We've all been there ... relationship marketing, total quality
management, self-directed work teams, empowerment, customer
service excellence. The list goes on and on. We adopt them eagerly
as magic bulletts that will solve all our business woes. But
most achieve only a fraction of what is promised.
So what's wrong? The answer is right under our noses. When it
comes to business, we just don't seem to use commonsense we'd
use in our everyday lives.
Suppose you wanted to transform the family wagon into a racing
machine that could win at Philip Island. You wouldn't just change
the engine for a bigger one.
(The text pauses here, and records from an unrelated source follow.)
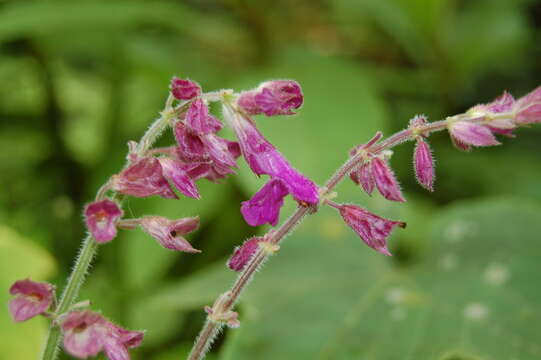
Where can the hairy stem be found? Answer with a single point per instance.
(89, 246)
(211, 329)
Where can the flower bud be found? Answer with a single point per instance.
(424, 164)
(372, 229)
(31, 299)
(184, 89)
(243, 254)
(169, 232)
(101, 218)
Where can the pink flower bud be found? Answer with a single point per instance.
(277, 97)
(242, 254)
(529, 108)
(101, 218)
(469, 133)
(424, 164)
(385, 180)
(169, 232)
(184, 89)
(31, 299)
(143, 178)
(264, 206)
(88, 333)
(199, 120)
(372, 229)
(174, 171)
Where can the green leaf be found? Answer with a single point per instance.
(19, 259)
(471, 296)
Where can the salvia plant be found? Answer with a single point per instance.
(200, 153)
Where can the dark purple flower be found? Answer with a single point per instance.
(424, 164)
(31, 299)
(174, 171)
(88, 333)
(184, 89)
(277, 97)
(143, 178)
(468, 133)
(385, 180)
(199, 120)
(528, 108)
(264, 206)
(263, 158)
(169, 233)
(242, 254)
(101, 218)
(372, 229)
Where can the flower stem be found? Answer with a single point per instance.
(211, 329)
(90, 246)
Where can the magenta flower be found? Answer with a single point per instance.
(175, 172)
(385, 180)
(143, 178)
(169, 232)
(528, 108)
(31, 299)
(465, 133)
(184, 89)
(88, 333)
(242, 254)
(264, 206)
(278, 97)
(199, 120)
(424, 164)
(263, 158)
(101, 218)
(372, 229)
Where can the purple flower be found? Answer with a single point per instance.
(263, 158)
(242, 254)
(424, 164)
(101, 218)
(31, 299)
(143, 178)
(264, 206)
(372, 229)
(169, 232)
(466, 133)
(87, 333)
(184, 89)
(174, 171)
(528, 108)
(199, 120)
(385, 180)
(277, 97)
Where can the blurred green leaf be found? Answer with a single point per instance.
(20, 258)
(471, 296)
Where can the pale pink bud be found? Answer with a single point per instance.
(372, 229)
(385, 180)
(31, 299)
(242, 254)
(169, 232)
(101, 218)
(469, 133)
(184, 89)
(424, 164)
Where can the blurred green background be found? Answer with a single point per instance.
(81, 78)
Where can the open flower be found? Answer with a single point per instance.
(372, 229)
(277, 97)
(101, 218)
(169, 232)
(144, 177)
(31, 299)
(88, 333)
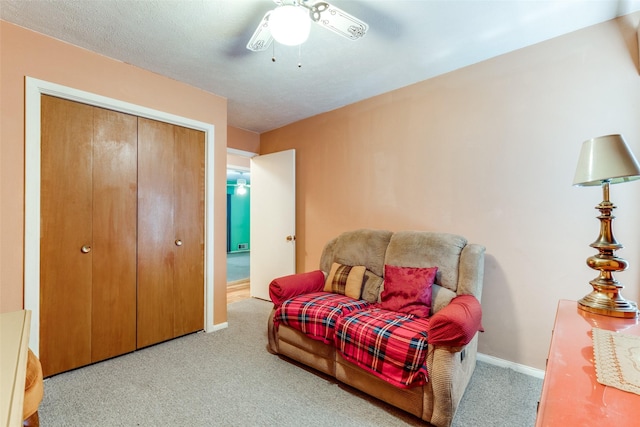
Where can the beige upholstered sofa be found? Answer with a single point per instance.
(450, 361)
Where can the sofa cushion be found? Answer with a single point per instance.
(426, 249)
(345, 280)
(358, 247)
(407, 289)
(390, 345)
(315, 314)
(283, 288)
(371, 287)
(457, 323)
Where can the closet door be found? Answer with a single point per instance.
(66, 226)
(88, 234)
(115, 180)
(170, 231)
(189, 228)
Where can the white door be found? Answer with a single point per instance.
(273, 219)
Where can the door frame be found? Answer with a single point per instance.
(34, 89)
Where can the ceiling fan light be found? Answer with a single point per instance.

Commonsense would make you modify
the chassis, change the wheels, up-grade the suspension, enhance
the braking system, take advanced driver training and improve
practically everything else so that the entire car and driver
is capable of winning the race.
But in business we keep looking for the one simple solution
to the increasingly complex problem of making the whole organisation
perform.
The evidence is mounting that an integrated improvement process
works best. American researchers, Macy and Izumi, looked at
the impact of single discipline initiatives. They conclude that
improvement in financial terms come from:
"... a more integrated and holistic organisational design
strategy rather than a "one-discipline" approach to
organisational change..... An integrated .... organisational
design produces higher performance results.'
THE RETAILCO STORY
One company that's adopted this approach to business improvement
is Retailco (their name has been changed). Retailco is a multi-million
turnover chain of stores selling home appliances, furniture
and floor coverings.
Retailco came face to face with the need for dramatic transformation
when their accountants told them they would be broke if they
didn't improve - and do it fast.
-
They
set up breakthrough teams to cut inventory, improve margins
and boost sales.
- They
conducted surveys, gathered sales closing rates and flow charted
their purchasing, sales and delivery processes.
- A
staff and management team reviewed the data and re-designed every
aspect of the organisation. No sacred cows escaped intact!
- They
turned the organisational chart upside down, creating accountable
profit centres at all levels.
- Product
purchasing was taken out of head office and given to the stores.
The advertising image was rejigged and a bold direct marketing
approach introduced.
- The
commission based reward structure was changed to a team reward
system.
- Regular
customer discussion groups were planned to maintain the new customer
focus.
- Store
layouts and point of sale merchandising were redesigned.
- Retail
sales training was used to lift sales and margins.
- Store
business planning teams were set up to keep the changes process
on track.
The
new strategy worked. Christmas sales were a record. The more
targetted product mix achieved massive sales increases. Outstanding
debtors were cut by $250,000 within weeks. Inventory was cut
by half a million dollars.
Head
Office overhead costs were slashed. Gross margins crept up.
Net profits rose and the bank started smiling at the Managing
Director again.
So
how did Retailco do it and what lessons can be learned?
They
took six rapid steps that created total organisational performance
by:
- Rallying
and motivating the Leadership team.
- Developing
clear Visions or goals that everyone could understand and chase.
- Learning
what worked and what didn't by getting everyone gathering the
facts.
- Developing
a Strategy that covered every aspect of the business.
- Integrating
the implementation of the strategy so that each new activity built
on the others, and
- Building
a renewal process so plans were reviewed and changed monthly.
Let's
face it. We business people can be idiots.